Tuesday, May 29, 2012

A Trip to Salem, MA

Last Wednesday, I traveled to Salem, MA.  The Metropolitan Area Planning Council was having its annual meeting there in a fine hotel, the Hawthorne. 


Salem is where the witches were and where the House of Seven Gables is.  It is birthplace of Nathaniel Hawthorne.

Salem is also the ancestral seat to a time forgotten in American history, the time when sailing ships carried American goods across the seas in trade to China, India and the West Indies, and brought back riches heretofore unknown in their holds.  Around 1800, Salem was sixth largest city in the United States. Its port was world famous.

The era of the great ships and the mad captains was also a time of great innovation and risk-taking in American commercial life.

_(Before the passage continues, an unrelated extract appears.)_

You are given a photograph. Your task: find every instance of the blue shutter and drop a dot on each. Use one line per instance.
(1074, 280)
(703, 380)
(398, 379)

Huge profits could be realized through crazy schemes, and many an innovator set his hand at trying.

It was not modern America by any means.  Long before the Civil War and the railroads united this country, regional strengths were the all.

Salem sat as the head of Essex County, a place in Massachusetts that got rich on all of this barter.  The houses along the main streets of the old town show it. 




This gem of a building preserved for us a time when the ship was the internet of its day, connecting places far and wide through trade, communication and commerce.  All eras of commerce leave their mark in stone somehow, some way.  This era was no different.